At the centre of the film is the journey of photographer and human rights activist Muzafar Ali, whom Hoff met in Indonesia eight years ago while Ali was still a refugee.

A Hazara artist from Afghanistan who grew up in Pakistan as a refugee, he returned to his home country in 2004 as a 17-year-old and got a job with the United Nations. After surviving a roadside bomb attack by the Taliban just a few days into his new job, he decided he wanted to share images of Afghanistan with the world.

Hoff told IF the project, which began two to three months ago with Ali capturing images of cameleer descendants, had since evolved to include a “direct and unfiltered” snapshot of the current situation.

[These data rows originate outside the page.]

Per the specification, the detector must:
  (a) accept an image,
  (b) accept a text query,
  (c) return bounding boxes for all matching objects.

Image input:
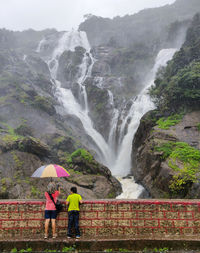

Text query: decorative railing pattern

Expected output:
[0,200,200,239]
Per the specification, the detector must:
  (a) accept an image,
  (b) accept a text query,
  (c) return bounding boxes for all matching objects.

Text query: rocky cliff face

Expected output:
[0,30,121,198]
[132,14,200,198]
[132,111,200,198]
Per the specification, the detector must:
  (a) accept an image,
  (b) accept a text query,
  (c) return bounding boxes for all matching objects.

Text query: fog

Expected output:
[0,0,175,31]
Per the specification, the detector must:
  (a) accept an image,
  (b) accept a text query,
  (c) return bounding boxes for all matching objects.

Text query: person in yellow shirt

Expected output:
[66,187,83,238]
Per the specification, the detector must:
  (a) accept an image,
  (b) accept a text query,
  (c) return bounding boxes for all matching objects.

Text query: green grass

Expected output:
[156,114,183,130]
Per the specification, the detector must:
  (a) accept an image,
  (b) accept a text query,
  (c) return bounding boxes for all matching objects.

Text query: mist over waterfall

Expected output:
[36,30,176,198]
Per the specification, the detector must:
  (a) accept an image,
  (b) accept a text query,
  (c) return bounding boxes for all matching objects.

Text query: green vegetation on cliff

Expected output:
[155,142,200,194]
[67,148,93,163]
[156,114,183,129]
[150,14,200,112]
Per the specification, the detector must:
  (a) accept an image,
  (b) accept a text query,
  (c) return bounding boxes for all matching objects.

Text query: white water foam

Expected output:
[37,31,176,198]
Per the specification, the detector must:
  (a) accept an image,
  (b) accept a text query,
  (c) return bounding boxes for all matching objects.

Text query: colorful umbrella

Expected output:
[31,164,70,177]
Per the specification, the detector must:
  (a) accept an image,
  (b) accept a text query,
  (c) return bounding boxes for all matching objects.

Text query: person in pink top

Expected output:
[44,182,60,239]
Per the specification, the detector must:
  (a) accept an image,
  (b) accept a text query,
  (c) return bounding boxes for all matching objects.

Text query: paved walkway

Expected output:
[0,237,200,253]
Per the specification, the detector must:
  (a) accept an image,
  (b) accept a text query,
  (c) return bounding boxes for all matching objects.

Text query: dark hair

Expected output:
[70,186,77,193]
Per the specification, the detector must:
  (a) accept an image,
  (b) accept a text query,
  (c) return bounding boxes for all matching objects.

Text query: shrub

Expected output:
[67,148,93,163]
[156,114,183,129]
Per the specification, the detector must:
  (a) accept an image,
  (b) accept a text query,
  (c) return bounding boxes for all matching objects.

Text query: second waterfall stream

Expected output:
[36,30,176,199]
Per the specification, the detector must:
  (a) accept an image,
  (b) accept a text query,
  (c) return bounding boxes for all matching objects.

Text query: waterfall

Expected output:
[37,30,176,198]
[114,48,177,198]
[37,30,111,167]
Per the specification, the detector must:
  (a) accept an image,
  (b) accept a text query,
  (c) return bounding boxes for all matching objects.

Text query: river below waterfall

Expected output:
[37,30,176,199]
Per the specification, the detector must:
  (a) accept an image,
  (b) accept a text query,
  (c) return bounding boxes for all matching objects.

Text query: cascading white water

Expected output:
[114,48,177,198]
[37,31,175,198]
[37,30,111,167]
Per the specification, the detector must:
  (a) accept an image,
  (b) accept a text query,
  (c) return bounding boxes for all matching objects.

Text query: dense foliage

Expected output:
[156,142,200,194]
[150,14,200,111]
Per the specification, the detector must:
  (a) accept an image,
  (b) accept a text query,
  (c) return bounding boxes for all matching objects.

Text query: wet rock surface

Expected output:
[132,111,200,198]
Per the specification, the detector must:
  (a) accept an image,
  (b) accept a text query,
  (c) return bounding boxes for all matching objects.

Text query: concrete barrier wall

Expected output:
[0,200,200,240]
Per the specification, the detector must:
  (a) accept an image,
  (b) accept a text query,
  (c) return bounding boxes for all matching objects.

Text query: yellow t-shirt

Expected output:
[67,193,82,211]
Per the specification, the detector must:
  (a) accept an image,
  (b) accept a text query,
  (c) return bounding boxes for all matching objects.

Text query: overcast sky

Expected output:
[0,0,175,31]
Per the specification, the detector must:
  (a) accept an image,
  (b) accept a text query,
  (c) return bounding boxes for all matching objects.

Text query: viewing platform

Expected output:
[0,199,200,252]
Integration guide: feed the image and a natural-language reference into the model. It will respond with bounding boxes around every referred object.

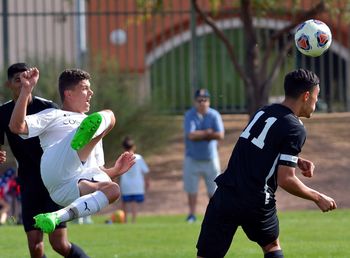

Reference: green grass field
[0,210,350,258]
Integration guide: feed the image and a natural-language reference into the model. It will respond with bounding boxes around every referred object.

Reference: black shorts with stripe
[197,186,279,258]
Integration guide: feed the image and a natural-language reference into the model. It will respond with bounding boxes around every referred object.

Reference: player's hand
[114,151,135,176]
[298,157,315,177]
[20,67,39,93]
[316,193,337,212]
[0,150,6,164]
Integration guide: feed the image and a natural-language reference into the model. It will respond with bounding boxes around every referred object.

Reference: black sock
[67,243,89,258]
[264,250,284,258]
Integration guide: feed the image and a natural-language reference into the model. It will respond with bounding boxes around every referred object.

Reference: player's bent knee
[101,182,120,203]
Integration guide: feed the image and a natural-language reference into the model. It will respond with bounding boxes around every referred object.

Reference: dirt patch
[110,113,350,214]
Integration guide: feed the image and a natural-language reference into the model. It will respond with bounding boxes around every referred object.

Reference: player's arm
[9,68,39,134]
[297,157,315,177]
[277,165,337,212]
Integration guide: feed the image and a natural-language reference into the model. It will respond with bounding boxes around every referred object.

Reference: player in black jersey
[197,69,336,258]
[0,63,88,257]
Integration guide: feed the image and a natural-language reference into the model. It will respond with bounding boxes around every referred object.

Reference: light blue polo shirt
[184,107,224,160]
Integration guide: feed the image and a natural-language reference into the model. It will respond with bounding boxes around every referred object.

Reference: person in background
[183,89,225,223]
[0,63,88,258]
[0,188,10,226]
[120,137,149,223]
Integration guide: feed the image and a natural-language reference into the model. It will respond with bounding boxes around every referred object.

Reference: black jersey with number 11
[215,104,306,208]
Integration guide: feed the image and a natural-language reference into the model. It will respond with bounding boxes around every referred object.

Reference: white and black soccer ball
[294,19,332,57]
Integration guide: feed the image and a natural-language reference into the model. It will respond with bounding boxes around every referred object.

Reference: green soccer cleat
[34,213,61,233]
[70,112,102,150]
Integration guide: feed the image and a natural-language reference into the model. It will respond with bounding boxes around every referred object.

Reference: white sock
[93,111,111,138]
[56,191,109,222]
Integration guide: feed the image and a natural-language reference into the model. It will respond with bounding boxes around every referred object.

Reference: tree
[192,0,336,114]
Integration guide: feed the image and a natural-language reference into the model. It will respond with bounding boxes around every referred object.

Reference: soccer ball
[294,19,332,57]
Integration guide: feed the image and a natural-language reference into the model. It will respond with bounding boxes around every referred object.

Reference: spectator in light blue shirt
[183,89,225,223]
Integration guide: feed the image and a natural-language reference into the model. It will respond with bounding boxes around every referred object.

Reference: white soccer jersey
[21,108,86,151]
[21,109,105,206]
[120,154,149,195]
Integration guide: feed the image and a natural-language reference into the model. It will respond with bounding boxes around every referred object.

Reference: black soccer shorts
[197,186,279,258]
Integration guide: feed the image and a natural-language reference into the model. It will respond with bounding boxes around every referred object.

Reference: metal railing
[0,0,350,113]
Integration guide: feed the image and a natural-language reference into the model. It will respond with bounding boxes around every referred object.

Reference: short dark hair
[7,63,29,80]
[284,68,320,99]
[122,136,135,150]
[58,69,91,102]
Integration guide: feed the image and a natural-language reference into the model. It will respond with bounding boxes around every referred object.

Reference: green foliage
[0,210,350,258]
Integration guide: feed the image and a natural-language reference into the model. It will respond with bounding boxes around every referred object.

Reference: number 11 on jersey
[240,111,277,149]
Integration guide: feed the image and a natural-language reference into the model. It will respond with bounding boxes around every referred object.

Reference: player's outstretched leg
[71,112,102,150]
[34,213,61,233]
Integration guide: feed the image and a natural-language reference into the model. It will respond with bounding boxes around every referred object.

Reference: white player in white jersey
[9,68,135,233]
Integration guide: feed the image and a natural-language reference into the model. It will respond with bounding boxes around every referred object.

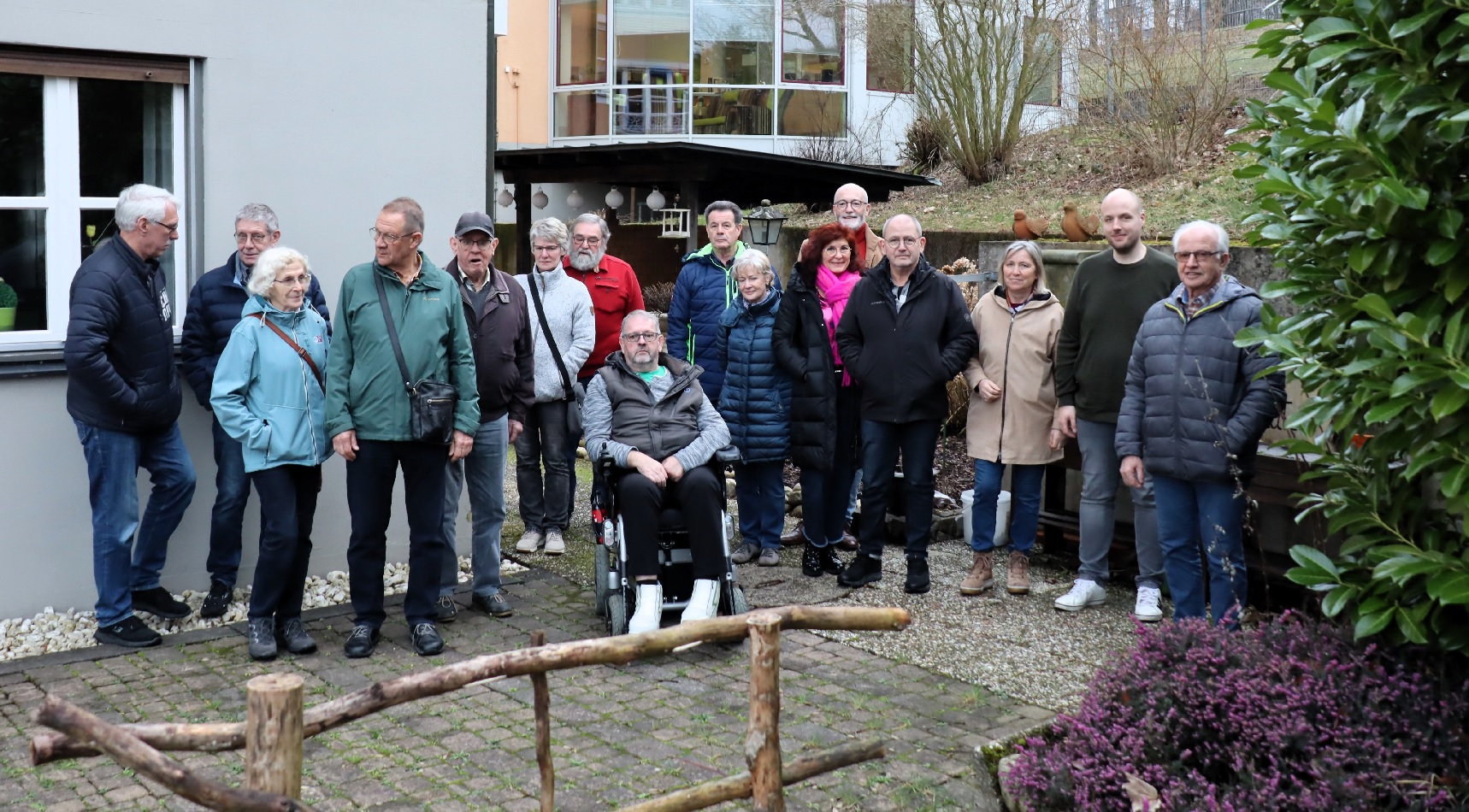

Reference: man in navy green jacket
[326,197,479,658]
[669,200,780,403]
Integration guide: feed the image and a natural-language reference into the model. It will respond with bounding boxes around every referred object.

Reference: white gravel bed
[0,556,524,661]
[818,542,1146,712]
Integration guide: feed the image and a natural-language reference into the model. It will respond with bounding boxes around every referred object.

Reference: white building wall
[0,0,487,618]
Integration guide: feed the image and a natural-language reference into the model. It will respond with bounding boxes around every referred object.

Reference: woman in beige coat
[959,241,1065,595]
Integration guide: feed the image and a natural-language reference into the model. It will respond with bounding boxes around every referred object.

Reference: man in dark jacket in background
[836,215,978,593]
[180,203,331,618]
[65,184,194,648]
[1117,221,1285,628]
[436,211,536,622]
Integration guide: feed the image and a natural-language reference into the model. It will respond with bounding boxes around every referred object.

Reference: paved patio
[0,567,1052,812]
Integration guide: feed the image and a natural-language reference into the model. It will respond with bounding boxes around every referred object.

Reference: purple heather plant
[1006,614,1469,812]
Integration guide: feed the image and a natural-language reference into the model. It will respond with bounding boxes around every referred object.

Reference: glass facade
[552,0,852,138]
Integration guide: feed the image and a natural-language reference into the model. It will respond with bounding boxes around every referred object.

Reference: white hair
[245,247,311,298]
[235,203,280,233]
[113,184,180,231]
[1174,221,1230,254]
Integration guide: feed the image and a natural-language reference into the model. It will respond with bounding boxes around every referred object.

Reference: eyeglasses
[1174,251,1225,263]
[368,227,411,245]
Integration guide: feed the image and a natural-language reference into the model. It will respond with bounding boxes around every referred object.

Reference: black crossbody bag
[528,270,586,438]
[372,270,458,445]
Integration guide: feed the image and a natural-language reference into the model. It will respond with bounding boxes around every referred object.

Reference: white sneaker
[679,579,720,622]
[1056,579,1106,612]
[1133,585,1164,622]
[628,583,663,634]
[516,530,542,552]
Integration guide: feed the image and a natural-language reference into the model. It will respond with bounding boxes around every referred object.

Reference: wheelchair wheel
[592,544,611,617]
[607,593,628,634]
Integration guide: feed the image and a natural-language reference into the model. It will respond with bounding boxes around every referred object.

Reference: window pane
[867,0,915,92]
[612,85,689,135]
[0,74,45,197]
[693,0,776,85]
[76,79,174,197]
[780,90,847,138]
[612,0,689,85]
[0,209,45,331]
[693,86,774,135]
[780,0,847,84]
[555,90,607,138]
[555,0,607,85]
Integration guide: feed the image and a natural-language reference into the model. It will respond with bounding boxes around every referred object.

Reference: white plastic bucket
[959,489,1009,546]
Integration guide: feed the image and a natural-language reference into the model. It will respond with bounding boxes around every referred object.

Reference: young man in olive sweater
[1056,190,1178,622]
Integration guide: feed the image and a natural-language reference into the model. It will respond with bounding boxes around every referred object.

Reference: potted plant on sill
[0,279,19,332]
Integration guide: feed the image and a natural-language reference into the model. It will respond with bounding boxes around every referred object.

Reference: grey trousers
[1077,420,1164,589]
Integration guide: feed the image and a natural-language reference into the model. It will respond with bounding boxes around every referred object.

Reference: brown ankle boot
[959,550,994,595]
[1005,550,1029,595]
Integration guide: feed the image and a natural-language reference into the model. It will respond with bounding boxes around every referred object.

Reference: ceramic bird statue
[1015,209,1050,239]
[1060,203,1102,242]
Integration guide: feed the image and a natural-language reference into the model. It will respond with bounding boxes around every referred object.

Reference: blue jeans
[861,420,939,558]
[440,415,510,597]
[72,419,194,626]
[204,417,250,589]
[516,401,575,533]
[970,460,1046,554]
[734,462,786,549]
[1153,474,1248,628]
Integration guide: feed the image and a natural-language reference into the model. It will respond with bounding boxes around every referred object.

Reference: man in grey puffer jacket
[1117,221,1285,628]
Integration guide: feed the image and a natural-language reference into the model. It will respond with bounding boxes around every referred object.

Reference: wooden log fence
[31,606,911,812]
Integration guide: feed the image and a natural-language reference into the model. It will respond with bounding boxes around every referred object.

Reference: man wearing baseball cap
[436,211,534,622]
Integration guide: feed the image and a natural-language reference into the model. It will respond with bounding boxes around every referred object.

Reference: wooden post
[745,612,786,812]
[245,674,305,797]
[530,628,555,812]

Muzafar Ali and Jolyon Hoff. (Image: Hamish Ludbrook)

“His idea with the cameleer descendants was that he still recognised them as his people because even though they’d been here for 160 years, their cultural practices, the way they look, and the things they did reminded him of Afghanistan,” he said.

“We were filming that when the Taliban took over and he switched over to reaching out to his former colleagues in Afghanistan and trying to get them visas and getting them on the planes that were coming out of Kabul a few weeks ago.

“He’s opened his house to them to really make that kind of connection.”

Ali and Hoff previously worked together on the 2017 documentary The Staging Post, which followed Ali and fellow Hazari refugee Khadim as they built a community and started the school while stuck in limbo in Indonesia.

Joining the pair on Watandar/Countryman are cinematographer Katrina Penning and associate producer Hamish Ludbrook.

Hoff said his working relationship with Ali was one of mutual discovery.

“The key to the film is I help him understand Australia and he helps me understand Afghanistan and where he comes from,” he said.

“The project is built on this friendship of more than eight years.”

The documentary is currently independently financed, with Hoff in discussions with screen agencies. It is slated for release towards the end of next year.